Interrogé sur la comparaison entre les performances des footballeurs africains évoluant en Europe et celles des professionnels africains dans d’autres secteurs, Mamadou Nagnalén Barry a mis en avant la capacité d’adaptation de la jeunesse africaine comme preuve de son potentiel global.

« Ce qu’on voit avec la diaspora africaine dans les équipes à l’étranger et aussi dans les équipes nationales, c’est leur capacité à s’adapter, à créer leur intelligence pour sortir du lot et devenir des grands joueurs compétitifs à l’échelle internationale. Cela montre la capacité de la jeunesse africaine à s’affirmer partout dans le monde. La même créativité est possible dans les domaines techniques, scientifiques, de la finance ou de l’ingénierie. Si on crée les conditions nécessaires dans nos pays, ces jeunes peuvent aussi exceller dans le sport, l’art et la science », a-t-il déclaré.

Pour lui, les réussites individuelles observées à l’étranger doivent servir de modèle pour d’autres secteurs stratégiques du développement.

Rejetant toute opposition entre compétences locales et diaspora, l’ancien ministre insiste sur leur continuité naturelle et leur complémentarité.

« Il n’y a pas d’opposition entre diaspora et talents locaux. Souvent, les talents locaux deviennent la diaspora, et inversement. J’ai moi-même étudié en Guinée avant de poursuivre mes études aux États-Unis. J’y ai commencé ma carrière avant d’y revenir travailler. Ce sont les mêmes compétences qui naviguent entre l’Afrique et l’Occident. Beaucoup de ceux qu’on appelle aujourd’hui des talents internationaux ont commencé leur parcours en Afrique », a-t-il expliqué.

Au cœur de sa vision, Mamadou Nagnalén Barry plaide pour la création de mécanismes structurés permettant de connecter les compétences de la diaspora aux priorités de développement des pays africains.

« Il faut trouver des moyens de créer des ponts, de détecter les talents et de mettre en convergence la demande locale avec les capacités qui sont à l’étranger. C’est ce que nous essayons de faire aujourd’hui en Guinée avec la vision du chef de l’État et le projet Simandou. Nous sommes allés chercher des compétences en France, aux États-Unis, en Chine et dans d’autres pays afin qu’elles contribuent à la mise en œuvre de ces grands projets », a-t-il indiqué.

Loin des approches fondées sur des interventions isolées, il plaide pour une mobilisation plus large et structurée des expertises.

« Il ne suffit pas de faire venir deux ou trois personnes en pensant qu’elles vont transformer un pays. Il faut créer une masse critique de compétences. Les talents de la diaspora doivent venir avec leurs réseaux, leur expérience et leur vision, mais ils doivent aussi travailler avec les talents locaux. C’est cette combinaison qui permet de faire avancer un pays », a-t-il affirmé.

Prenant appui sur l’expérience de la Guinée, il met en avant les efforts en cours dans le cadre d’un vaste programme national de développement.

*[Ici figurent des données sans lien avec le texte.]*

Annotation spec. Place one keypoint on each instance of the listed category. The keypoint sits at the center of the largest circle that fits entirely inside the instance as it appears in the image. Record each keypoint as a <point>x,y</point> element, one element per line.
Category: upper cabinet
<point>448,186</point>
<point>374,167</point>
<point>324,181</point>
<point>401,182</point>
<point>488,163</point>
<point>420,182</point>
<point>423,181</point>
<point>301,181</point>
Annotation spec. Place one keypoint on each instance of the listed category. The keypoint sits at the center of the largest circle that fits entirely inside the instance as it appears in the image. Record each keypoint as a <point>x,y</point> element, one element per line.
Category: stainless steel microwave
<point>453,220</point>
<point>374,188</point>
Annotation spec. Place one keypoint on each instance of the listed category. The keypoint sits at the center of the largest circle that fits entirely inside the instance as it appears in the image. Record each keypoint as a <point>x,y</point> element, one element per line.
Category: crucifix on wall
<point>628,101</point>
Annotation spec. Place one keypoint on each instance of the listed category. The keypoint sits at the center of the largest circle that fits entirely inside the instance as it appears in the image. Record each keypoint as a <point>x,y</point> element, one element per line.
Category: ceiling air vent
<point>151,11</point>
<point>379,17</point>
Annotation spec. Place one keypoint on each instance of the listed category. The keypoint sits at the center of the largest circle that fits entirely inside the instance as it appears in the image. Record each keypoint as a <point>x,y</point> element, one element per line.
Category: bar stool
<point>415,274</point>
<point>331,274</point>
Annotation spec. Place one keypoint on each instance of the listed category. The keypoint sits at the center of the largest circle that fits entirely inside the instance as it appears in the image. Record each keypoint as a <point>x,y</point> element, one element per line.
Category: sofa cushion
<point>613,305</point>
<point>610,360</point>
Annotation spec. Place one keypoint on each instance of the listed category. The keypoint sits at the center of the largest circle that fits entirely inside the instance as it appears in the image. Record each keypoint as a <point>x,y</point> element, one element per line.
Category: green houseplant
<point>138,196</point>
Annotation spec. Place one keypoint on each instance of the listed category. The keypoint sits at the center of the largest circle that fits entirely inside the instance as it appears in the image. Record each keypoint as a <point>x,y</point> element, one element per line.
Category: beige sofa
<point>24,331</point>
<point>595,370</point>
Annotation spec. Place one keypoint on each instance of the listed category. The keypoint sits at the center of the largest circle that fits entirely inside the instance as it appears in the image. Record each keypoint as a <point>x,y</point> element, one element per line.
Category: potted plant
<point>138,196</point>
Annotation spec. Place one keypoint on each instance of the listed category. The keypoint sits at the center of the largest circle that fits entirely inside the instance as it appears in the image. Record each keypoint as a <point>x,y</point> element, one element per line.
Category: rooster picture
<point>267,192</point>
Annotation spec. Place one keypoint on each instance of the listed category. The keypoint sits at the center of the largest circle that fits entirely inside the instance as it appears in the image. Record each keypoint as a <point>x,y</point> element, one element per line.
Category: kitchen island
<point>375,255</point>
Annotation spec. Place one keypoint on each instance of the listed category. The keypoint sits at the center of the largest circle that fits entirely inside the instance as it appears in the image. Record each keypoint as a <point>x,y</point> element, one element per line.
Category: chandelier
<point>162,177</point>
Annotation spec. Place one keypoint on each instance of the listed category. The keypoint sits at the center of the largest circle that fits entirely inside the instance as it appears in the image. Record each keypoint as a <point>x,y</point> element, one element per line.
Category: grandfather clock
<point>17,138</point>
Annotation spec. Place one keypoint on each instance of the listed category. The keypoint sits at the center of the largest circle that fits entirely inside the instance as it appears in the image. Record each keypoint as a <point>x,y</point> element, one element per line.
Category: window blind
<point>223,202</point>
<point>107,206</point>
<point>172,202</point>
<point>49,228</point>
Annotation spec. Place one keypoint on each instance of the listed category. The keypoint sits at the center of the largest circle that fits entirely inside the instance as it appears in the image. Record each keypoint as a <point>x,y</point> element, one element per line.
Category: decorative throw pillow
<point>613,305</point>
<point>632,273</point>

« La Guinée ne se résume pas au projet Simandou. Le pays porte un programme de développement de 122 mégaprojets. Depuis l’indépendance, aucune raffinerie de bauxite n’avait été construite. En trois ans, nous avons lancé trois raffineries, chacune représentant un investissement de plus d’un milliard de dollars. C’est ainsi que nous avançons : en réunissant les talents internationaux et les talents locaux », a-t-il soutenu.

Enfin, s’adressant aux jeunes Africains vivant à l’étranger, il les invite à mieux s’orienter en fonction des besoins réels de leurs pays d’origine.

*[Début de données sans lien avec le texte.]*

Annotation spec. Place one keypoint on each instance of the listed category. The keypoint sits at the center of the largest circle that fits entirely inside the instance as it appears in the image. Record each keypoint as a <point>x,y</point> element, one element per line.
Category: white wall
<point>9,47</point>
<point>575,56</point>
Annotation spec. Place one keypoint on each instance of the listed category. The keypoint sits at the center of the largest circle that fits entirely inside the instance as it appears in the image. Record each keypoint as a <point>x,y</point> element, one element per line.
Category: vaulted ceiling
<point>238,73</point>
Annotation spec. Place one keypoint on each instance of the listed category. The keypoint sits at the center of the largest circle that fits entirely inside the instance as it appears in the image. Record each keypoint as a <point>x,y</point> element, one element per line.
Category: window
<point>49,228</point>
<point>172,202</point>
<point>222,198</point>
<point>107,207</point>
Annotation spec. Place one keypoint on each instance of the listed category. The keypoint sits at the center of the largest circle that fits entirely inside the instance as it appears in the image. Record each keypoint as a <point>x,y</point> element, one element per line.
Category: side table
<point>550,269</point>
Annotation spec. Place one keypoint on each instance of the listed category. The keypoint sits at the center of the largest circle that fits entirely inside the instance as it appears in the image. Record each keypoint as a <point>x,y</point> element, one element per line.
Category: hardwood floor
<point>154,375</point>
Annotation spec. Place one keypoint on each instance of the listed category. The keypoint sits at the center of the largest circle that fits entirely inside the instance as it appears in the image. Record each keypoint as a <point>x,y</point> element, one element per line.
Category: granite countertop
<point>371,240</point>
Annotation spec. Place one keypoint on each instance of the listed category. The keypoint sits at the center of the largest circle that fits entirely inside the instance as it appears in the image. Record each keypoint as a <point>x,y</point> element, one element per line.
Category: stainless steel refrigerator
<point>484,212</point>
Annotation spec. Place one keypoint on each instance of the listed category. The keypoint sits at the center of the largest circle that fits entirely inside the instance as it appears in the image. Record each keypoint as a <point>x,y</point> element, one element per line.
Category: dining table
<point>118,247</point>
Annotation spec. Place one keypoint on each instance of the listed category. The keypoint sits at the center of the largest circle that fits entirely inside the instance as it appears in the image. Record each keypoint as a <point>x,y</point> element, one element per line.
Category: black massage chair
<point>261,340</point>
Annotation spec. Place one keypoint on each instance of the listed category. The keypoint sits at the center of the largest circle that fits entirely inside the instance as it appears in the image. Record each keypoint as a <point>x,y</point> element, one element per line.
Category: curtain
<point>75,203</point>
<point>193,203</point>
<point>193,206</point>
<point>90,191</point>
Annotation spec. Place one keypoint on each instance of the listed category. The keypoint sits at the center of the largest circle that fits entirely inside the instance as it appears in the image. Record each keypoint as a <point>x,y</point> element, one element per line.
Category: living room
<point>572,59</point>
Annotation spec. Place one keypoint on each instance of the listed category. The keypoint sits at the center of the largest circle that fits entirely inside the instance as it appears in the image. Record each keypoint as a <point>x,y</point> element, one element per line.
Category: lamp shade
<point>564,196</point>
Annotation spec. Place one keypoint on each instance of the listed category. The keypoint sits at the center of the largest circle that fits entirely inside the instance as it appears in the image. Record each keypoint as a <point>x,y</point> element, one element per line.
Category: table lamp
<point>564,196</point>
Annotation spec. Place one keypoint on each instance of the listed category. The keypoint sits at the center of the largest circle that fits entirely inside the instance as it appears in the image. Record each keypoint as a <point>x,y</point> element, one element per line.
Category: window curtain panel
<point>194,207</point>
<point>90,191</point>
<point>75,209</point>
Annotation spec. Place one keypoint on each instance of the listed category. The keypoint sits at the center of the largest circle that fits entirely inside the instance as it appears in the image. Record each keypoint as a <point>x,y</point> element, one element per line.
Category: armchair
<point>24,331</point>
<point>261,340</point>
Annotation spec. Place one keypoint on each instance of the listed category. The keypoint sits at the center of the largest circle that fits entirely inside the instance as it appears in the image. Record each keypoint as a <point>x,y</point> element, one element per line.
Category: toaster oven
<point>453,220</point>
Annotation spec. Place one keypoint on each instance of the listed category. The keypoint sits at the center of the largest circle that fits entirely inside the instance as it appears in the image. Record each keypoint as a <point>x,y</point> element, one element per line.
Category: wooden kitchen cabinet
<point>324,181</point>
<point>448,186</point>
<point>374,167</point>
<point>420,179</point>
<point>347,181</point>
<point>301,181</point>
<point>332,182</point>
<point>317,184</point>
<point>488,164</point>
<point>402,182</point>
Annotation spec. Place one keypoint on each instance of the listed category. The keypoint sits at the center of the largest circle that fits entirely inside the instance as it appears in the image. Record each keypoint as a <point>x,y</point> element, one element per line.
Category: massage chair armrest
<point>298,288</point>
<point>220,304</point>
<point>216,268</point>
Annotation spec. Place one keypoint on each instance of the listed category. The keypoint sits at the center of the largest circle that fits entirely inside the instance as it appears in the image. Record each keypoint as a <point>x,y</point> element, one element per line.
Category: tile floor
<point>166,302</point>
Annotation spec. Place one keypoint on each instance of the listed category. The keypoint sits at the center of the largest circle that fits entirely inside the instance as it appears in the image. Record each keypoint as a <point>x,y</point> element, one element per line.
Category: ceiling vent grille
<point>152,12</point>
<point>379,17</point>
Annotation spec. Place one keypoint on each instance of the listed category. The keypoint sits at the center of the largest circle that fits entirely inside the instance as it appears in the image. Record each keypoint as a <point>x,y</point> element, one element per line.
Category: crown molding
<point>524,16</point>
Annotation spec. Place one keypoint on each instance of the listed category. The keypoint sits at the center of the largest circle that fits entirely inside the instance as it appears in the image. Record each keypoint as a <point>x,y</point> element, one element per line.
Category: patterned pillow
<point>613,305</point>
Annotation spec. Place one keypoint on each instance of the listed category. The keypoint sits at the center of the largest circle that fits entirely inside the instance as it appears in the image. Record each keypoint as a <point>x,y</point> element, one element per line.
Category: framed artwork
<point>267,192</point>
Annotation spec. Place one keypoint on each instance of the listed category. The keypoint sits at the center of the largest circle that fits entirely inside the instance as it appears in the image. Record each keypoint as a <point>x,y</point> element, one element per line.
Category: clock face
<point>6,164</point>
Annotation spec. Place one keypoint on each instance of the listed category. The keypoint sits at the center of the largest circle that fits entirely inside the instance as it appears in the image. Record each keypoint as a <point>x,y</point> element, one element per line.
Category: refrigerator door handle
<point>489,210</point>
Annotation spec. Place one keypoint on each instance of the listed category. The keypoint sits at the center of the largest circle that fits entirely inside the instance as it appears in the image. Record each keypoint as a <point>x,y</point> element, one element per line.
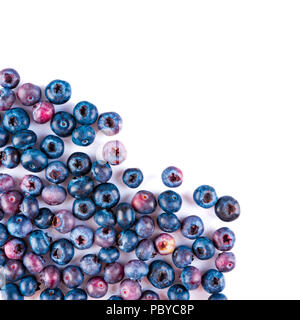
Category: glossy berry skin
<point>44,219</point>
<point>125,215</point>
<point>227,209</point>
<point>62,251</point>
<point>90,264</point>
<point>79,164</point>
<point>52,294</point>
<point>42,112</point>
<point>9,78</point>
<point>145,250</point>
<point>82,237</point>
<point>33,263</point>
<point>52,146</point>
<point>178,292</point>
<point>161,275</point>
<point>56,172</point>
<point>15,248</point>
<point>136,269</point>
<point>109,255</point>
<point>149,295</point>
<point>76,294</point>
<point>106,195</point>
<point>10,202</point>
<point>83,209</point>
<point>101,171</point>
<point>34,160</point>
<point>72,276</point>
<point>170,201</point>
<point>190,277</point>
<point>144,227</point>
<point>223,239</point>
<point>19,226</point>
<point>225,262</point>
<point>213,281</point>
<point>50,277</point>
<point>96,287</point>
<point>63,124</point>
<point>113,272</point>
<point>58,91</point>
<point>110,123</point>
<point>15,119</point>
<point>130,290</point>
<point>39,242</point>
<point>7,99</point>
<point>192,227</point>
<point>132,177</point>
<point>81,187</point>
<point>28,286</point>
<point>105,218</point>
<point>182,256</point>
<point>31,185</point>
<point>63,221</point>
<point>144,202</point>
<point>54,195</point>
<point>168,222</point>
<point>29,94</point>
<point>105,237</point>
<point>172,177</point>
<point>114,152</point>
<point>85,113</point>
<point>127,240</point>
<point>83,136</point>
<point>203,248</point>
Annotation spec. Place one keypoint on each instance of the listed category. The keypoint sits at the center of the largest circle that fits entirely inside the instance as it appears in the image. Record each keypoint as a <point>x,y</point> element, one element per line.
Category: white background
<point>209,86</point>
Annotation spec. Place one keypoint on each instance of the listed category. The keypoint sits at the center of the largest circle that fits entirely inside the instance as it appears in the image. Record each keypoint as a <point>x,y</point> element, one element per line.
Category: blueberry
<point>82,237</point>
<point>90,264</point>
<point>29,94</point>
<point>190,277</point>
<point>62,251</point>
<point>81,187</point>
<point>110,123</point>
<point>223,239</point>
<point>106,195</point>
<point>127,240</point>
<point>172,177</point>
<point>203,248</point>
<point>161,275</point>
<point>63,124</point>
<point>56,172</point>
<point>182,256</point>
<point>144,227</point>
<point>83,136</point>
<point>34,160</point>
<point>144,202</point>
<point>83,209</point>
<point>24,139</point>
<point>132,177</point>
<point>227,209</point>
<point>178,292</point>
<point>213,281</point>
<point>101,171</point>
<point>85,113</point>
<point>58,91</point>
<point>192,227</point>
<point>170,201</point>
<point>79,164</point>
<point>52,146</point>
<point>168,222</point>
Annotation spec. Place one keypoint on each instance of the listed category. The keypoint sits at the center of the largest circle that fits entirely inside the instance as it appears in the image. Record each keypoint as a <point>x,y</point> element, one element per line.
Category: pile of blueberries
<point>123,226</point>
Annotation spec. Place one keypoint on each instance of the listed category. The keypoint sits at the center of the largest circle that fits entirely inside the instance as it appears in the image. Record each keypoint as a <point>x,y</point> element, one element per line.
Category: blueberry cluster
<point>122,226</point>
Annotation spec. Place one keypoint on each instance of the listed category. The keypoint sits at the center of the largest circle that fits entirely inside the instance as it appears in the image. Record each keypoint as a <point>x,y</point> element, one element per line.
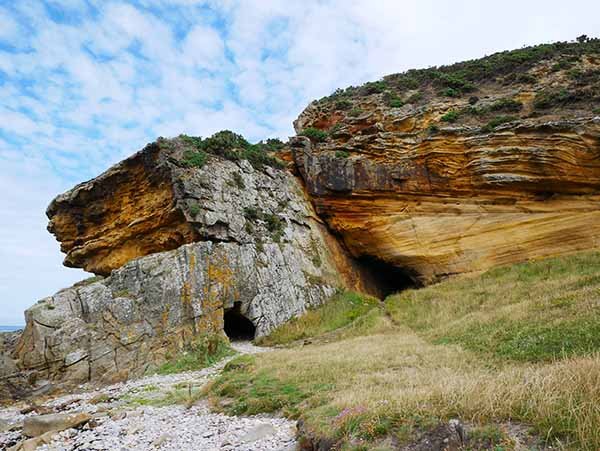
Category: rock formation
<point>420,175</point>
<point>182,247</point>
<point>458,169</point>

« La première chose est de connaître les besoins de son pays et de savoir où il va. Sans cela, on ne peut pas choisir une formation adaptée. L’Afrique n’a pas un déficit de talents ; elle souffre surtout d’un déficit de détection et de création de ponts entre les talents de la diaspora et les besoins nationaux », a conclu Mamadou Nagnalén Barry.